Seven justices concurred in the opinion, while two others, Steven Taylor and James Winchester, concurred in the result. Both had previously voted against the majority in issuing a stay in the case.
"I remain committed to my previous votes in this case," Winchester noted in Wednesday's ruling. "However, since the Supreme Court has determined to address the drug secrecy issue, I concur in the result."
Taylor, who has strongly dissented from the court's past actions in the case, issued a separate statement concurring in the court's decision to dissolve the stay.
"I must express my concern for the sixth time with this court exercising jurisdiction in this criminal matter and not transferring all the issues to the Court of Criminal Appeals. I warned this Court in my previous dissents against crossing the Rubicon and now that crossing has caused a quagmire."

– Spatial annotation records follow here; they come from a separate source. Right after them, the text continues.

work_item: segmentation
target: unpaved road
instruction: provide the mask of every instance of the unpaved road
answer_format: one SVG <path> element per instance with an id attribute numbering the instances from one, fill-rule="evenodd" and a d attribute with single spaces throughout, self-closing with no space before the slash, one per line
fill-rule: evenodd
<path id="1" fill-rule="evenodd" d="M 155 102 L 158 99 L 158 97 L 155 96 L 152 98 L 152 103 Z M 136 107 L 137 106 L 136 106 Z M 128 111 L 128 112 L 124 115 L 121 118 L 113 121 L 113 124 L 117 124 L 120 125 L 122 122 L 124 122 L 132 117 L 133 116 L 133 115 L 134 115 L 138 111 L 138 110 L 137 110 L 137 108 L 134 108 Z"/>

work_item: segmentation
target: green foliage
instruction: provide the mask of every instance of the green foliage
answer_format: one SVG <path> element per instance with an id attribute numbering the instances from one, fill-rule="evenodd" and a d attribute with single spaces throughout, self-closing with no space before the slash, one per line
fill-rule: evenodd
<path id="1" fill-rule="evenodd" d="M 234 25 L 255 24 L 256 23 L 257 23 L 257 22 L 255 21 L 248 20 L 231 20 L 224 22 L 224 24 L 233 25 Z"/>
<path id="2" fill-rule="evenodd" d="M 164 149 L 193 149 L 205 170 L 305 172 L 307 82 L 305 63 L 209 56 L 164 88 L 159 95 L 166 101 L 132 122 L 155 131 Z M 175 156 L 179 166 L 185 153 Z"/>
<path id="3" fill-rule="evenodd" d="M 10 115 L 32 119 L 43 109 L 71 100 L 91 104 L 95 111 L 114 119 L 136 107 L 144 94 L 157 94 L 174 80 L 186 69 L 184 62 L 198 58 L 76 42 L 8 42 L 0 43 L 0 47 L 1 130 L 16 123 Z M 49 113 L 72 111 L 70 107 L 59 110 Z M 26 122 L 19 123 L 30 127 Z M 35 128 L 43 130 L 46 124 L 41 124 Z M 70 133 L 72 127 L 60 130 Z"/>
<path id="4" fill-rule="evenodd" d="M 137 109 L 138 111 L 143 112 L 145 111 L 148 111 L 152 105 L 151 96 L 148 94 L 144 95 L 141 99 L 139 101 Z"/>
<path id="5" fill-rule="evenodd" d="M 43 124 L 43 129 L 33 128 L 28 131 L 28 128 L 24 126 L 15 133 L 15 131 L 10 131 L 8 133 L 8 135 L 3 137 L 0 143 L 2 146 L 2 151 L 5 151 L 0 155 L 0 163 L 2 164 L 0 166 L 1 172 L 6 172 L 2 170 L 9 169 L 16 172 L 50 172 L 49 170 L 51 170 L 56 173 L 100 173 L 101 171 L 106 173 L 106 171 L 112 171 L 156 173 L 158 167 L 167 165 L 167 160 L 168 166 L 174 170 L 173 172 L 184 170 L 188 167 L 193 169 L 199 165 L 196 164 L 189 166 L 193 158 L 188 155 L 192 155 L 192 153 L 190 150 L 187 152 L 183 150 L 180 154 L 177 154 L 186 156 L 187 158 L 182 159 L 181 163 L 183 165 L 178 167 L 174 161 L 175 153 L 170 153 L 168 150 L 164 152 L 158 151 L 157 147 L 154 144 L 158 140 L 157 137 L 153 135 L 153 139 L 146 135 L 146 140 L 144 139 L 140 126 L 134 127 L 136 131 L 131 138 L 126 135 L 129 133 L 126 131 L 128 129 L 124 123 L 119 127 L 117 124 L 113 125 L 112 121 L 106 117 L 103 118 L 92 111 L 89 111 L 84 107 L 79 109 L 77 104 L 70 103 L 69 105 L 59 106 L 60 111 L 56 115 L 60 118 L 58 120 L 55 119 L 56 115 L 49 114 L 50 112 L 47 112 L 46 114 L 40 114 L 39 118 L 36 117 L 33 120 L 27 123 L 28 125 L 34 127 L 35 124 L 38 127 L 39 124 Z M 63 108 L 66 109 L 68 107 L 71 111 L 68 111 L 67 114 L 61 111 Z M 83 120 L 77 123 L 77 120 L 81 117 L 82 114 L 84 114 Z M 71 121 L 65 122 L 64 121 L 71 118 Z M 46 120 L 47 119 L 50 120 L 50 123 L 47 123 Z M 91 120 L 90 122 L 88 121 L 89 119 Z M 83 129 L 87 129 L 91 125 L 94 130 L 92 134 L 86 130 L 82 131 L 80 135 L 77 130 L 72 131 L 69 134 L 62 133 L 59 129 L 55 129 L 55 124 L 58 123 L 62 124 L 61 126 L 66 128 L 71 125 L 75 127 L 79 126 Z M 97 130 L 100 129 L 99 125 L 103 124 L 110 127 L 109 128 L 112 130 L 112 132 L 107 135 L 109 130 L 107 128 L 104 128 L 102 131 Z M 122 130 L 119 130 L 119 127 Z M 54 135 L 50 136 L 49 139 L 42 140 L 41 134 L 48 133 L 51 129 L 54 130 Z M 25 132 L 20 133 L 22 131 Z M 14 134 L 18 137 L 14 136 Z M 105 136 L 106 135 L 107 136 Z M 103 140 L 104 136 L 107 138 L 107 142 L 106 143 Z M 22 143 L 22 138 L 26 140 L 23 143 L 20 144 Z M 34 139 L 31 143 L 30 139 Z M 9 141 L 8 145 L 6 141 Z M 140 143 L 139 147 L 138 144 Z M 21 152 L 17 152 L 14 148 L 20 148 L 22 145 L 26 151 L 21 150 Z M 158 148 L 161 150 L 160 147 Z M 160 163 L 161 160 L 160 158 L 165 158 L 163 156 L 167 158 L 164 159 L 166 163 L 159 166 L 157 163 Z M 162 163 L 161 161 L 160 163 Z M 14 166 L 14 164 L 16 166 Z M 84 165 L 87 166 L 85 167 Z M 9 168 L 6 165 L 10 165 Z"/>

Taylor called the inmates' lawsuit seeking information about the execution process "frivolous and a complete waste of time and resources of the Supreme Court of Oklahoma."
"The plaintiffs have no more right to the information they requested than if they were being executed in the electric chair, they would have no right to know whether OG&E or PSO were providing the electricity," Taylor's opinion states.
"If they were being hanged, they would have no right to know whether it be by cotton or nylon rope; or if they were being executed by firing squad, they would have no right to know whether it be by Winchester or Remington ammunition. I hope that this case ends any thought of future journeys down this path that led the Court to this day. It is also my hope that this Court never again crosses the Rubicon."